This makes an isolated classloader that has classes loaded in the "proper" priority.
This isolation is *only* for the part of the HadoopTask that calls runTask in an isolated manner.
Jars for the job are the same jars as for the classloader EXCEPT the hadoopDependencyCoordinates, which are not
used in the job jars.
The URLs in the resultant classloader are loaded in this priority:
1. Non-Druid jars (see
#IS_DRUID_URL) found in the ClassLoader for HadoopIndexTask.class. This will
probably be the ApplicationClassLoader
2. Hadoop jars found in the hadoop dependency coordinates directory, loaded in the order they are specified in
3. Druid jars (see
#IS_DRUID_URL) found in the ClassLoader for HadoopIndexTask.class
4. Extension URLs maintaining the order specified in the extensions list in the extensions config
At one point I tried making each one of these steps a URLClassLoader, but it is not easy to make a properly
#IS_DRUID_URL that captures all things which reference druid classes. This lead to a case where
the class loader isolation worked great for stock druid, but failed in many common use cases including extension
jars on the classpath which were not listed in the extensions list.

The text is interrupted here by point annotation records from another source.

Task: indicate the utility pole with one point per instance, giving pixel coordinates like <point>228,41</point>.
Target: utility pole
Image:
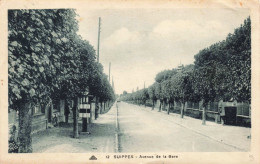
<point>99,24</point>
<point>109,71</point>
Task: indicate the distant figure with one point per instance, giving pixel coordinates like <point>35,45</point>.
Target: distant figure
<point>67,111</point>
<point>55,120</point>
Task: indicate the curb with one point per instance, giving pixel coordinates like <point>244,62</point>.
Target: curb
<point>201,133</point>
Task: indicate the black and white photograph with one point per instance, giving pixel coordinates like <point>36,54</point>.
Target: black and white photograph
<point>134,82</point>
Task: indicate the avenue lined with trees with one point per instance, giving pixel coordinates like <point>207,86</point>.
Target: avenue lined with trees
<point>48,61</point>
<point>221,71</point>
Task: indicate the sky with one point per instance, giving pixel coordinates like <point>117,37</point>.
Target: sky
<point>141,42</point>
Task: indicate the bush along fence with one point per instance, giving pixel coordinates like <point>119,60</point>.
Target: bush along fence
<point>217,86</point>
<point>49,68</point>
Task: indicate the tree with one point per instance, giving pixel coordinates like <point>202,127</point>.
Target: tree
<point>33,37</point>
<point>151,92</point>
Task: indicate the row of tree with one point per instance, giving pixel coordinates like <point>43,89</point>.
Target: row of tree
<point>48,60</point>
<point>221,71</point>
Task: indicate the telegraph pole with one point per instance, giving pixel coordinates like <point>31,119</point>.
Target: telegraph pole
<point>99,24</point>
<point>109,71</point>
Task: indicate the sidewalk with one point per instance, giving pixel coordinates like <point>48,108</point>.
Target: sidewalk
<point>234,136</point>
<point>60,139</point>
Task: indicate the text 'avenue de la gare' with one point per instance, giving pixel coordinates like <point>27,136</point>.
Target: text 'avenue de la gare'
<point>144,156</point>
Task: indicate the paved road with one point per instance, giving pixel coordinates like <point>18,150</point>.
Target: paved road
<point>144,131</point>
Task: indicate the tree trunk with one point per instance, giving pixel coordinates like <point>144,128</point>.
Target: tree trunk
<point>75,119</point>
<point>164,104</point>
<point>67,111</point>
<point>169,106</point>
<point>160,107</point>
<point>96,108</point>
<point>25,127</point>
<point>204,105</point>
<point>101,106</point>
<point>182,109</point>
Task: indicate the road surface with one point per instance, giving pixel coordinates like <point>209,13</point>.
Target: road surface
<point>144,131</point>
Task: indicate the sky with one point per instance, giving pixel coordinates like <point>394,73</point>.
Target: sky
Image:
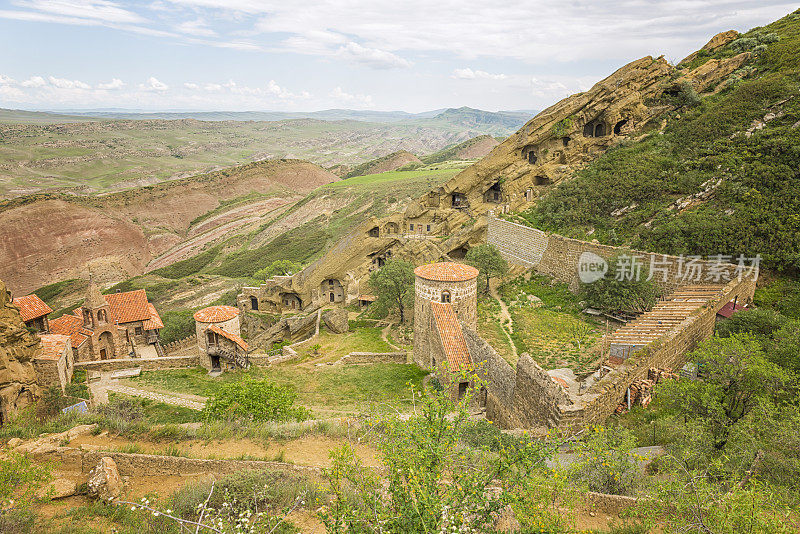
<point>411,55</point>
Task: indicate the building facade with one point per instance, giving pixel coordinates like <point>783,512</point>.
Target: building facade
<point>219,339</point>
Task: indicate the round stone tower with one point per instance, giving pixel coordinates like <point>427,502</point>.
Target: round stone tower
<point>445,283</point>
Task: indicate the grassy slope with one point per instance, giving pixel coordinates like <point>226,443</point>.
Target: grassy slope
<point>340,387</point>
<point>753,211</point>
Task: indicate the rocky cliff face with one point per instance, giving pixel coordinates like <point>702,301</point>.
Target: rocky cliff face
<point>547,150</point>
<point>18,387</point>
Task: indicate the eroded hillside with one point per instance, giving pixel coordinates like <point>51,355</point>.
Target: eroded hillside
<point>50,238</point>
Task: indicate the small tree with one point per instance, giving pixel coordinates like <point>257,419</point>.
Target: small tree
<point>624,287</point>
<point>278,268</point>
<point>394,285</point>
<point>429,482</point>
<point>487,259</point>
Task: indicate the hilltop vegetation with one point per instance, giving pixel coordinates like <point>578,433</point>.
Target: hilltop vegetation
<point>722,177</point>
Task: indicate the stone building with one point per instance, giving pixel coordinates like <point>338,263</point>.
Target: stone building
<point>34,312</point>
<point>445,296</point>
<point>54,361</point>
<point>119,325</point>
<point>18,347</point>
<point>219,339</point>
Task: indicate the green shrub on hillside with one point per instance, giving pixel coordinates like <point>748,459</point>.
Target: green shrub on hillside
<point>255,400</point>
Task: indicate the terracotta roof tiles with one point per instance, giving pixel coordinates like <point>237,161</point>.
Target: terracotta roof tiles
<point>216,314</point>
<point>72,326</point>
<point>53,346</point>
<point>452,336</point>
<point>446,272</point>
<point>233,337</point>
<point>31,307</point>
<point>154,322</point>
<point>129,306</point>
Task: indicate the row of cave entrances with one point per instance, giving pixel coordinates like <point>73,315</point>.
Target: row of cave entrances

As such, the current approach is to make a list of URLs for a URLClassLoader based on the priority above, and use
THAT ClassLoader with a null parent as the isolated loader for running hadoop or hadoop-like driver tasks.
Such an approach combined with reasonable exclusions in org.apache.druid.cli.PullDependencies#exclusions tries to maintain
sanity in a ClassLoader where all jars (which are isolated by extension ClassLoaders in the Druid framework) are
jumbled together into one ClassLoader for Hadoop and Hadoop-like tasks (Spark for example).